KPK menetapkan Iwa Karniwa yang merupakan Sekretaris Daerah Pemprov Jabar sejak 2015 sebagai tersangka dari pengembangan penyidikan sejak 10 Juli 2019. Penetapan tersangka ini terkait perkara dugaan suap terkait dengan Pembahasan Substansi Rancangan Peraturan Daerah tentang Rencana Detail Tata Ruang Kabupaten Bekasi Tahun 2017.
Sementara tersangka lain, yaitu mantan Presiden Direktur PT Lippo Cikarang, Bartholomeus Toto (BTO) dalam perkara dugaan suap terkait pengurusan perizinan proyek pembangunan Meikarta di Kabupaten Bekasi.

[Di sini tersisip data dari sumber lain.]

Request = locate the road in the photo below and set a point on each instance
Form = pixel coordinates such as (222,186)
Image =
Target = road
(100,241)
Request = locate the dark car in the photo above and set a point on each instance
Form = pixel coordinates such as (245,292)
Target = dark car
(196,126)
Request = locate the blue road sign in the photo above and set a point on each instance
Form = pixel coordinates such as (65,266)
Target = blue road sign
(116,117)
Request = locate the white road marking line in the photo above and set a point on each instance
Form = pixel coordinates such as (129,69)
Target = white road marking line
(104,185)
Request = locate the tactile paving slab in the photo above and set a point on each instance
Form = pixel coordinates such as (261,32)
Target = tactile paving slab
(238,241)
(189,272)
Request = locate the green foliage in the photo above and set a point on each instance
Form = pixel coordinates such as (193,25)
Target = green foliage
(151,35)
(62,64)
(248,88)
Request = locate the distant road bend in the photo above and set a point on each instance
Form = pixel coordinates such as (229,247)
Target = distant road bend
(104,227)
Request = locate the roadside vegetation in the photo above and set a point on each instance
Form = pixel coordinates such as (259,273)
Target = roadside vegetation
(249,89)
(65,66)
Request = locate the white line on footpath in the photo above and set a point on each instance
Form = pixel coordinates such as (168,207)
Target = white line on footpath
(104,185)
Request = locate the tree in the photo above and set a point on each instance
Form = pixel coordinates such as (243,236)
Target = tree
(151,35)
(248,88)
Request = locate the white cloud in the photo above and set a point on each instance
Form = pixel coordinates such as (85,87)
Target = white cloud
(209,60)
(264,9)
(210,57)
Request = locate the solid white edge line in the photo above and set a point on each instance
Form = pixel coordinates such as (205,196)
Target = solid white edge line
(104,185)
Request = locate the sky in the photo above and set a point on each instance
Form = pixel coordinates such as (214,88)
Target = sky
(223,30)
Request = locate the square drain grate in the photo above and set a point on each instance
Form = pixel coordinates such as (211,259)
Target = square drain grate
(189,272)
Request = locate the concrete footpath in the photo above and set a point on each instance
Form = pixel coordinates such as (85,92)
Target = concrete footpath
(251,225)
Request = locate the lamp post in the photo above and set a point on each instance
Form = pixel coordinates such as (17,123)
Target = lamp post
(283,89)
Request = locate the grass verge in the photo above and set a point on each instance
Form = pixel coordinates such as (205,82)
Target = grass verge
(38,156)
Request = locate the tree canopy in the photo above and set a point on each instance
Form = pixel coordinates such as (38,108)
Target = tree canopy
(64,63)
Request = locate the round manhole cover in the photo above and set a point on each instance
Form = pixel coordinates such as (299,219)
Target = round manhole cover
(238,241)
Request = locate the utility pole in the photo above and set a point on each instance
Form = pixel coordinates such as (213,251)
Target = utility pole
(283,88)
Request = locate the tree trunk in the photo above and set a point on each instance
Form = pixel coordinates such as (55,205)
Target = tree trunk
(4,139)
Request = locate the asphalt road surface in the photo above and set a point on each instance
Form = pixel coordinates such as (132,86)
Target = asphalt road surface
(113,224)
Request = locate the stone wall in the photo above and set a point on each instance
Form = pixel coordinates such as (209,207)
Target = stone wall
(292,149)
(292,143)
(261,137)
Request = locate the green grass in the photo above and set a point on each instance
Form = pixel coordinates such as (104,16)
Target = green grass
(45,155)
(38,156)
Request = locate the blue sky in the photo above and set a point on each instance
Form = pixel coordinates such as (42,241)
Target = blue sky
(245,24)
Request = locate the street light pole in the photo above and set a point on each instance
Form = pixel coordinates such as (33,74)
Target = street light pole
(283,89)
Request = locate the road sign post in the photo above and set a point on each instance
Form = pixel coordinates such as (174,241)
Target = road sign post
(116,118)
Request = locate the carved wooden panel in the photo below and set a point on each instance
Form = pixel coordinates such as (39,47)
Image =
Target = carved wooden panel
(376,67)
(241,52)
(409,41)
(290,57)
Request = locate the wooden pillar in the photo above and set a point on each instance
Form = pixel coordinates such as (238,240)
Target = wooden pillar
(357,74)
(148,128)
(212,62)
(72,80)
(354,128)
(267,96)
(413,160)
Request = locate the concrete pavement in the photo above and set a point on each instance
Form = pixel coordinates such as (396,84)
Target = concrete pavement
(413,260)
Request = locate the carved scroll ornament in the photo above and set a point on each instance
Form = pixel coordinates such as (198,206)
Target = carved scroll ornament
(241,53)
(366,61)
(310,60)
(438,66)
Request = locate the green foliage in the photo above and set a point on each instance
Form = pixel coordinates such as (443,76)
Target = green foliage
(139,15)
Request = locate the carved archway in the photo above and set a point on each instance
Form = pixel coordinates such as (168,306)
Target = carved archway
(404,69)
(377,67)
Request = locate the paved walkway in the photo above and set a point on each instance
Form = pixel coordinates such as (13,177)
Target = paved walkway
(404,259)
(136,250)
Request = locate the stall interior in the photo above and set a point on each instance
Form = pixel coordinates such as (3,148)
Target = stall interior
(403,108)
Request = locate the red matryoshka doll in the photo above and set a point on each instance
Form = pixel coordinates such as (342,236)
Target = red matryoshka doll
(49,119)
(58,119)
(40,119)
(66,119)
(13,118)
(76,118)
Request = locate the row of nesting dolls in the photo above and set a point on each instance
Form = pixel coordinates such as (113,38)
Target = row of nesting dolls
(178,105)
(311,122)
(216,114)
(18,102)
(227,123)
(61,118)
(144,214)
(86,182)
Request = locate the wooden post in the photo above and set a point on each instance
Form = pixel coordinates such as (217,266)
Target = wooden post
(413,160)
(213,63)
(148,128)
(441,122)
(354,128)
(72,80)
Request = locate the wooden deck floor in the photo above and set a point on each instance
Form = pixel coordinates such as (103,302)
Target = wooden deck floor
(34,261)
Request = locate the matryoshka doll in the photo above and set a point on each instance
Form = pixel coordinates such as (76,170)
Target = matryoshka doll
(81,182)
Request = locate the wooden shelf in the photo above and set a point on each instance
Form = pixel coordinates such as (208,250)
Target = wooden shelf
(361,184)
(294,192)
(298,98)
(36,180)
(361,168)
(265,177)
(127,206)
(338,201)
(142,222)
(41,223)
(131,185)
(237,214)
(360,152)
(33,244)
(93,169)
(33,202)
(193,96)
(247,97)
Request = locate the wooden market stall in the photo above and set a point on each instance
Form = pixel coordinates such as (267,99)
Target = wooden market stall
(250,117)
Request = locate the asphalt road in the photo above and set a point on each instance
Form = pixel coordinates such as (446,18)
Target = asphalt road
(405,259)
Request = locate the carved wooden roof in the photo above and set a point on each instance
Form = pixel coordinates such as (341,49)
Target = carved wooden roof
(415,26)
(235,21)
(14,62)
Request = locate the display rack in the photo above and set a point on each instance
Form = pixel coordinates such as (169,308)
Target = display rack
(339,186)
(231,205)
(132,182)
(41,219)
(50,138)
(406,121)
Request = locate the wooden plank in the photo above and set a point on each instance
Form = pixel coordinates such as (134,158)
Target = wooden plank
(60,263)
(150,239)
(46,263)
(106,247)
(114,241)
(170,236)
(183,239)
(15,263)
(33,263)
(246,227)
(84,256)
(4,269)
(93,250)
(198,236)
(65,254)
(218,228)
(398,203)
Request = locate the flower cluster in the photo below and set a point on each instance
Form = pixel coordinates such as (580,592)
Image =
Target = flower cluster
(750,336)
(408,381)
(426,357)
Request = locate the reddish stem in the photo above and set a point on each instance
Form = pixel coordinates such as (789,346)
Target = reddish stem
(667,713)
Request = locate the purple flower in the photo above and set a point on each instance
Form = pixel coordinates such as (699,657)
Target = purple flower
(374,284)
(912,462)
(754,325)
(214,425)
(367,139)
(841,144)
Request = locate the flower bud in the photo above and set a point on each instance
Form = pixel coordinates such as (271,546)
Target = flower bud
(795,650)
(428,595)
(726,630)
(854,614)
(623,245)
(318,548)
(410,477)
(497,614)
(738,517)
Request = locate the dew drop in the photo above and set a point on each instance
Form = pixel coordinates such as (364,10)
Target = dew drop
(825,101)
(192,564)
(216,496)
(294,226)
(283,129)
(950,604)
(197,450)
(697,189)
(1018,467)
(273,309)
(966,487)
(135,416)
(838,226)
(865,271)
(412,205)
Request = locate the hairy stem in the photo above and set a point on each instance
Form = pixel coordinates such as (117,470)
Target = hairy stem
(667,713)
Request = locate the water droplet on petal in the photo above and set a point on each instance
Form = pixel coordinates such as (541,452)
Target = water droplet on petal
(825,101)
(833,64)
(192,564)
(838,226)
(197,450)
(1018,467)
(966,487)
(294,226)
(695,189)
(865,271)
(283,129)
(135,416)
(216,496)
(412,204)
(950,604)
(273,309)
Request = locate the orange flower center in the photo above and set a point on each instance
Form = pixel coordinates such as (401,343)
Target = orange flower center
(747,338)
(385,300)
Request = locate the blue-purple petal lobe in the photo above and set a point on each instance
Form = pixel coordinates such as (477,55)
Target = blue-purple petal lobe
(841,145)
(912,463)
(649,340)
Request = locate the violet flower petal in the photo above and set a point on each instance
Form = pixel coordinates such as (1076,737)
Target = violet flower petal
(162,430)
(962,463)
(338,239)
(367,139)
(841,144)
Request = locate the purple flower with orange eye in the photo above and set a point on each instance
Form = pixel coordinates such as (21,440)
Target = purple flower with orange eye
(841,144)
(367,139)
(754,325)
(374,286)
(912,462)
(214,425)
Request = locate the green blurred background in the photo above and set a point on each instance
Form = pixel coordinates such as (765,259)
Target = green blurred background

Perkara ini berawal dari kegiatan operasi tangkap tangan pada 14 dan 15 Oktober 2018. Saat itu, KPK mengamankan uang 90.000 dollar Singapura, Rp 513 juta, dan 2 mobil. Adapun sembilan tersangka berasal dari unsur kepala daerah, pejabat di Pemerintah Kabupaten Bekasi, dan pihak swasta yang telah divonis dalam Pengadilan Tindak Pidana Korupsi pada Pengadilan Negeri Bandung, Jawa Barat.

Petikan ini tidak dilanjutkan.